= Christian Wilhelm Ludwig Eduard Suffrian =

German entomologist (1805–1876)

Christian Wilhelm Ludwig Eduard Suffrian (21 January 1805, Wünsdorf, Teltow-Fläming – 18 August 1876, Bad Rehburg) was a German entomologist who specialized in Coleoptera especially Chrysomelidae.

He was a schoolteacher in Münster. Suffrian wrote many short papers and several monographs in both of which he described new species and genera. His collection is conserved by the Zoological Institute University of Halle-Wittenberg.

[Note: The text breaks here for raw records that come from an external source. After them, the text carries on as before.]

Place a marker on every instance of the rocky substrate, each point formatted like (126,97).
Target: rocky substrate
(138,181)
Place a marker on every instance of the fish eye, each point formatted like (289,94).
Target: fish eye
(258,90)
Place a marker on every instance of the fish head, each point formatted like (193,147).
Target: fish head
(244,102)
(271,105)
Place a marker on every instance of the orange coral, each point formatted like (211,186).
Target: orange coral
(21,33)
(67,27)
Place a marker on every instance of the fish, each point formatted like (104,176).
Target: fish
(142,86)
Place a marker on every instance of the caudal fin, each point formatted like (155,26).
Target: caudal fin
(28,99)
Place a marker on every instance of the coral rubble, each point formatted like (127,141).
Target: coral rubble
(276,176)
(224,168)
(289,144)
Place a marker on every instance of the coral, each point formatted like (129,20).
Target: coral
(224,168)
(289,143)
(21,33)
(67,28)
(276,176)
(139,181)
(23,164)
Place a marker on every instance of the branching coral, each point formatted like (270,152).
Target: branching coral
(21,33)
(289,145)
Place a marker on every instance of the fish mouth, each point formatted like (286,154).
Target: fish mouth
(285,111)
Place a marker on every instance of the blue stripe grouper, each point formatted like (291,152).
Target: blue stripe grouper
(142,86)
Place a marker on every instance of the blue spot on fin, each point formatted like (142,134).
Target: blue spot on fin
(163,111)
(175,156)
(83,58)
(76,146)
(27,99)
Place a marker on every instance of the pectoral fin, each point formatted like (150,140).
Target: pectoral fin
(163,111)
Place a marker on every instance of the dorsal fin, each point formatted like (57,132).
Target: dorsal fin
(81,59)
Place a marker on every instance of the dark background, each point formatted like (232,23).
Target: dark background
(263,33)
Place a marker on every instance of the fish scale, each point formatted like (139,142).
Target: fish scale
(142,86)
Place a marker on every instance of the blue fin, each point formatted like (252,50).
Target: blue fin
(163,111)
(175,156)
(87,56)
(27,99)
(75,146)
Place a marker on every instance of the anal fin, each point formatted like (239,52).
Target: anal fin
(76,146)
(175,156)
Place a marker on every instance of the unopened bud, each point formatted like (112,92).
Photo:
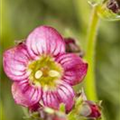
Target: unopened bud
(72,47)
(90,109)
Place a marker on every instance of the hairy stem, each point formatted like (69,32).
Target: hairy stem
(90,83)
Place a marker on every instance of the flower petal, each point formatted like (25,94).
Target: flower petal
(50,99)
(65,94)
(24,94)
(74,68)
(15,61)
(62,94)
(45,40)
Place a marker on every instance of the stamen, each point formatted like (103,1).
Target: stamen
(38,74)
(29,71)
(54,73)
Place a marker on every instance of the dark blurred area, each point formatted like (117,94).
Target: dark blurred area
(71,19)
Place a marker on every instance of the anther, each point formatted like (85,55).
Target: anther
(38,74)
(54,73)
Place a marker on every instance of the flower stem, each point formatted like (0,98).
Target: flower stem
(90,84)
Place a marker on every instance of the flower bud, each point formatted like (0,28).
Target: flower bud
(90,109)
(72,47)
(109,10)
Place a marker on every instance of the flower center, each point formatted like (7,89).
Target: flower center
(45,72)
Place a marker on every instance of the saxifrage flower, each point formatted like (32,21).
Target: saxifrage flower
(41,70)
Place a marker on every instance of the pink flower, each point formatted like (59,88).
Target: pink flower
(41,70)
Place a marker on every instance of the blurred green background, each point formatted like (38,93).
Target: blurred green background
(70,18)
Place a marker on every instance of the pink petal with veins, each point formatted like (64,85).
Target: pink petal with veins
(24,94)
(15,61)
(45,40)
(74,67)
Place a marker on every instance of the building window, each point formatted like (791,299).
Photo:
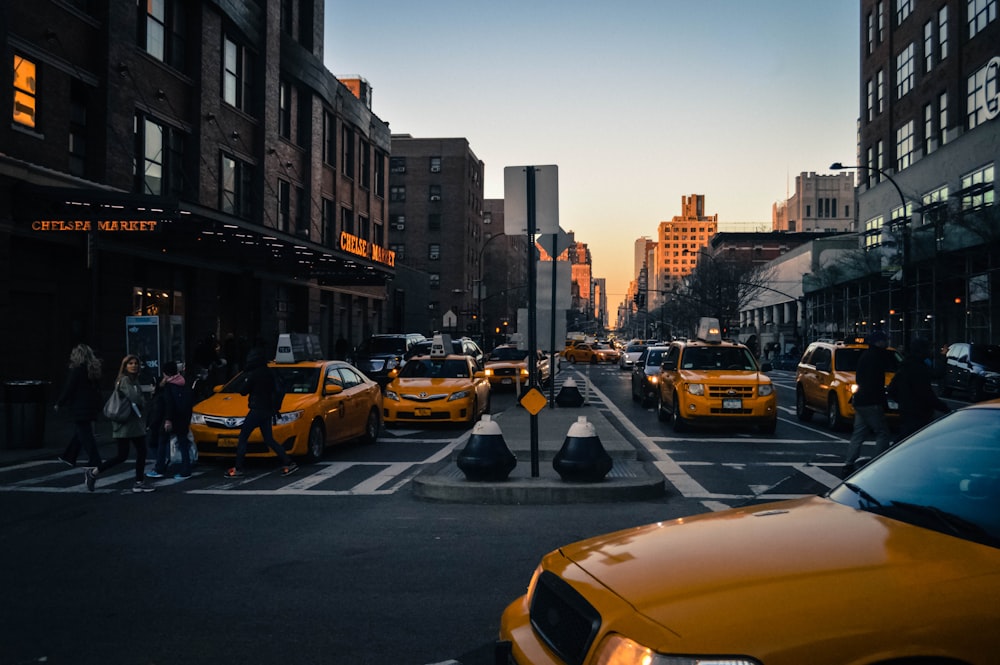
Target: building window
(347,152)
(236,186)
(236,75)
(978,189)
(330,138)
(163,35)
(285,109)
(983,102)
(25,91)
(904,71)
(981,14)
(904,146)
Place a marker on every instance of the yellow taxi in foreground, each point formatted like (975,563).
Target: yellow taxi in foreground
(708,380)
(325,402)
(439,387)
(899,564)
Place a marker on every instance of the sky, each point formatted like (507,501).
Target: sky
(638,102)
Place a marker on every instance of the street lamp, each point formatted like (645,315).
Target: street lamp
(904,222)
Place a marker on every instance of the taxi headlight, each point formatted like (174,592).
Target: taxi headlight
(287,417)
(618,650)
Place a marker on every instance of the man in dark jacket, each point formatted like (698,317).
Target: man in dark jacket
(260,387)
(911,387)
(870,401)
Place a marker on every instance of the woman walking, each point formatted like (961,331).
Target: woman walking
(81,397)
(131,431)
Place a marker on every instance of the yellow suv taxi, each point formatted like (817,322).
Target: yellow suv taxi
(825,382)
(708,380)
(325,402)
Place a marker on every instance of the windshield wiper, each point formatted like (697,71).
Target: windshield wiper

Suffrian was a Member of the Halle Entomological Society and the Stettin Entomological Society.

==Works==
Longer works only
- Revision der Europäischen Arten der Gattung Cryptocephalus. Linn. Ent., 2: 1-194 (1847)
- Revision der Europäischen Arten der Gattung Cryptocephalus. (Fortsetzung und Schluss.). Linn. Ent., 3: 1-152 (1848).
- Zur Kenntnis der Europäischen Chrysomelen. Linn. Ent., 5: 1-280. (1851)
- Verzeichniss der bis jetzt bekannt gewordenen Asiatischen Cryptocephalen. Linn. Ent., 9: 1-169 (1854)
- Berichtigtes Verzeichniss der bis jetzt bekannt gewordenen Asiatischen Cryptocephalen. Linn. Ent., 14: 1-72 (1860).